THE TWO BOOKS WHICH REMAIN OF THE TREATISE BY M.T. CICERO ON RHETORICAL INVENTION

* * * * *
BOOK I
* * * * *

These essays on rhetoric were composed by Cicero when he was about one and twenty years of age, and he mentions them afterwards in his more elaborate treatise De Oratore, (Lib. i. c. 2,) as unworthy of his more mature age, and more extended experiences. Quintilian also (III. c. 63,) mentions them as works which Cicero condemned by subsequent writings. This treatise originally consisted of four books, of which only two have come down to us.

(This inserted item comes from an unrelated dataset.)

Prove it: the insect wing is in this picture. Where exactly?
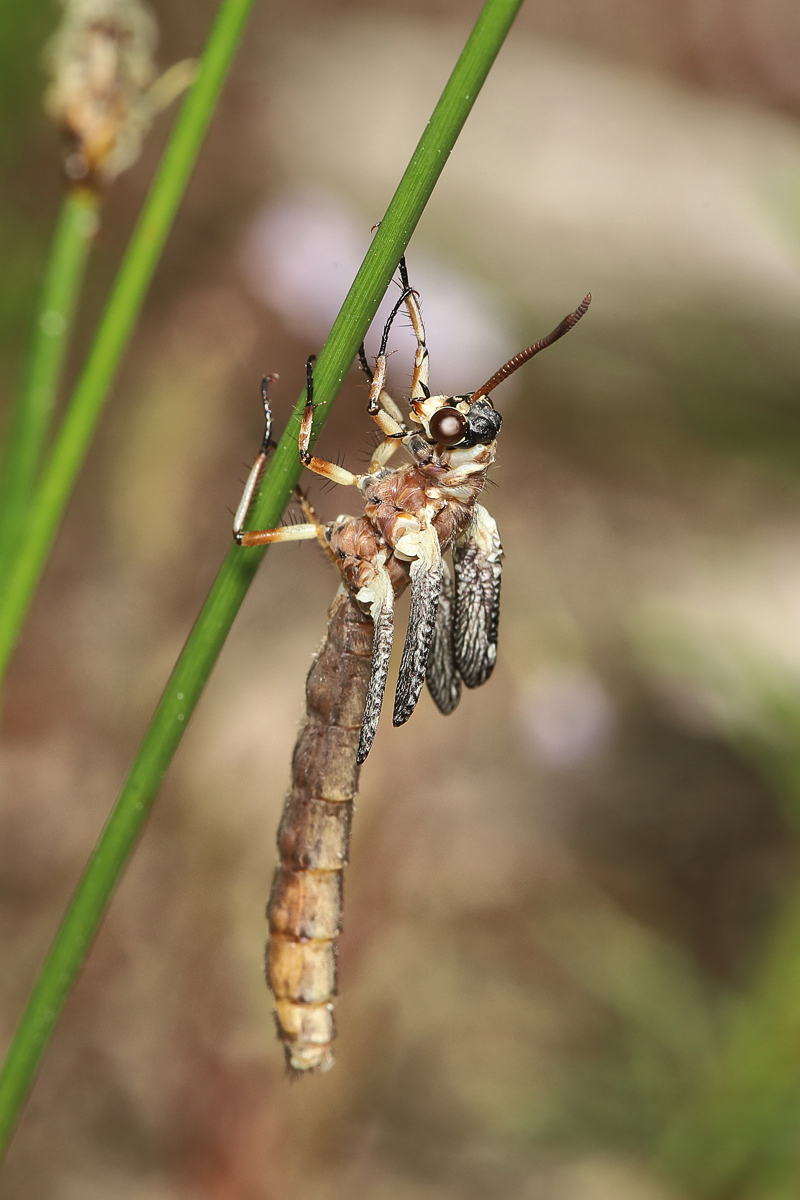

I. I HAVE often and deeply resolved this question in my mind, whether fluency of language has been beneficial or injurious to men and to cities, with reference to the cultivation of the highest order of eloquence. For when I consider the disasters of our own republic, and when I call to mind also the ancient calamities of the most important states, I see that it is by no means the most insignificant portion of their distresses which has originated from the conduct of the most eloquent men. But, at the same time, when I set myself to trace back, by the aid of written memorials and documents, affairs which, by reason of their antiquity, are removed back out of the reach of any personal recollection, I perceive also that many cities have been established, many wars extinguished, many most enduring alliances and most holy friendships have been cemented by deliberate wisdom much assisted and facilitated by eloquence. And as I have been, as I say, considering all this for some time, reason itself especially induces me to think that wisdom without eloquence is but of little advantage to states, but that eloquence without wisdom is often most mischievous, and is never advantageous to them.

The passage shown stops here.